Why? Why do I do this? I don’t want to do this, and yet it has been the pattern of my life.
Some of it, I know, is habit. It’s almost always been my response. “You want me to repent of that sin God? Well, I’m going to run away from prayer and repentance for a time.” “You want me to teach? I’m going to hide from church for a time.” “You have something hard, something tough for me to learn? I’m going to put away my Bible and instead embrace my doubts about You and Your truth.”
And what does this gain me? Nothing but heartache and the inevitable and more intense pursuit of my soul by my God.
You see, He will not let go. Even when I foolishly want Him to, He will not. Even when I play the part of the prodigal, He will not. I can flee in the opposite direction as far away from what His will is–like my friend Jonah—and yet God will pursuit me, even there.
What about you?
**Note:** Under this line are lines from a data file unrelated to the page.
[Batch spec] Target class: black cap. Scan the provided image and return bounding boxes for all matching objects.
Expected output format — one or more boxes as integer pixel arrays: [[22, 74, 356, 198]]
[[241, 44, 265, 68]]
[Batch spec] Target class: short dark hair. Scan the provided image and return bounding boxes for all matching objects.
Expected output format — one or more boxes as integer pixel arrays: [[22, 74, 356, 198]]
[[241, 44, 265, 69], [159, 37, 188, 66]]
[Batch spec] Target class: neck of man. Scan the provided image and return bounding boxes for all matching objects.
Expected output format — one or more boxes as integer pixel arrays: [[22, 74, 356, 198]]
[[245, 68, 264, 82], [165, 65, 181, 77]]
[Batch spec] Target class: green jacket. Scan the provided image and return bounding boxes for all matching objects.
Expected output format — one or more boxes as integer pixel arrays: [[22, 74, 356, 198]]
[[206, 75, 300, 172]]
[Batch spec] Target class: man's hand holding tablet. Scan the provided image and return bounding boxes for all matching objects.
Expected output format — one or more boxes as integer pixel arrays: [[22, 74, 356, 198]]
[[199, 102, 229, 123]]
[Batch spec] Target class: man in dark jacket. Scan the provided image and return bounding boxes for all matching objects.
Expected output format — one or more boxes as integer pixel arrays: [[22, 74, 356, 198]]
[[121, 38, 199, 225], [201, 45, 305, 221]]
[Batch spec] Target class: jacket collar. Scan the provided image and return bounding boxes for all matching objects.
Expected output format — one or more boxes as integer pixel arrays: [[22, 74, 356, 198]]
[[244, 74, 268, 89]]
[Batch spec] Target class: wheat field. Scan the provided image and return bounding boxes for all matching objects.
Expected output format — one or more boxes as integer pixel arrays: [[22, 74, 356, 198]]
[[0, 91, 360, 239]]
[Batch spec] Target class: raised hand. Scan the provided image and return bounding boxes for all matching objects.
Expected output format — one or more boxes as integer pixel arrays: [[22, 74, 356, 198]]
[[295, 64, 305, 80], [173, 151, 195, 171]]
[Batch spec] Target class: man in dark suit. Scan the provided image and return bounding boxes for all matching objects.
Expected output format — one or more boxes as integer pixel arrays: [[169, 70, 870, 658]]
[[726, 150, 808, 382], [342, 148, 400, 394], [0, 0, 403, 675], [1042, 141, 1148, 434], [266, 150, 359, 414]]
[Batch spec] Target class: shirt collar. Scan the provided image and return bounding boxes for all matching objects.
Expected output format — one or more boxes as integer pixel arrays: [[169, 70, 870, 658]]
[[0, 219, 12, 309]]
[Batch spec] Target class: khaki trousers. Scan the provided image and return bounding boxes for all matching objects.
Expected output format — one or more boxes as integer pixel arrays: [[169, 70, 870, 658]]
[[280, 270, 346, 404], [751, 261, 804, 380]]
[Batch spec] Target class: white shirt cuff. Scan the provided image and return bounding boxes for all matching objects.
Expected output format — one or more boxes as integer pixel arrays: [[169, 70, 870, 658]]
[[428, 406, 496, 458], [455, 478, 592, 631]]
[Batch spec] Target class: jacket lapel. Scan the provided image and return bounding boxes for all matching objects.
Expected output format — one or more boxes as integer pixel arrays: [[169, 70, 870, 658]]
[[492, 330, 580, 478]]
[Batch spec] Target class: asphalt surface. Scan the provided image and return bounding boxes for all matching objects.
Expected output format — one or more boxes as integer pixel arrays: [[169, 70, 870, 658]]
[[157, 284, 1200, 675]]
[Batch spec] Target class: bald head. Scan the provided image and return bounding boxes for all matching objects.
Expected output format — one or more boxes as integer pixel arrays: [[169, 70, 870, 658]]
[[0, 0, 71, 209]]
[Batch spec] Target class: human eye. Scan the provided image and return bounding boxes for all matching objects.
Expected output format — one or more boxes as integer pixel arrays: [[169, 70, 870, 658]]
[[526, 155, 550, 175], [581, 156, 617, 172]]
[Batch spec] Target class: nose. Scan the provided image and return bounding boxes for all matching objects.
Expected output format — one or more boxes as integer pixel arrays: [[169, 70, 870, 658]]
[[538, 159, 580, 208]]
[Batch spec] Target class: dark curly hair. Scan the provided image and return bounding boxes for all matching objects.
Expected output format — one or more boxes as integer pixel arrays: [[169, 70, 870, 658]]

What are you running away from? What are you not just running away from, but FLEEING from? Fleeing is a strong word. It is an accurate word. It is the right word for our behavior at times.
I assure you, my friend, that God sees and knows our thoughts. He knows when we are fleeing Him. There are no secrets from God. And he will surely, surely pursuit even harder. He will get our attention—even through storms, and apparently even through being swallowed by a great fish, as we will see later in Jonah’s story. He will get our attention.
I probably will always have a tendency to run from God. Though I do see that He has worked great miracles in my life, and I am becoming more and more aware that running is futile–doesn’t mean I don’t flee–it just means that when I do, I eventually realize that what God has planned for me is greater and more important than anything I can ever plan or imagine for my own life. Even in the events of the life of my family.
So, I urge you to think. What might you be running from? What might you need to repent of? What might you need to do? Do not neglect the spiritual disciplines. Do not neglect prayer. Please do not learn the hard way, by running into the arms of evil. Instead, run—flee–into His arms of love and see just what it is that He has prepared for you.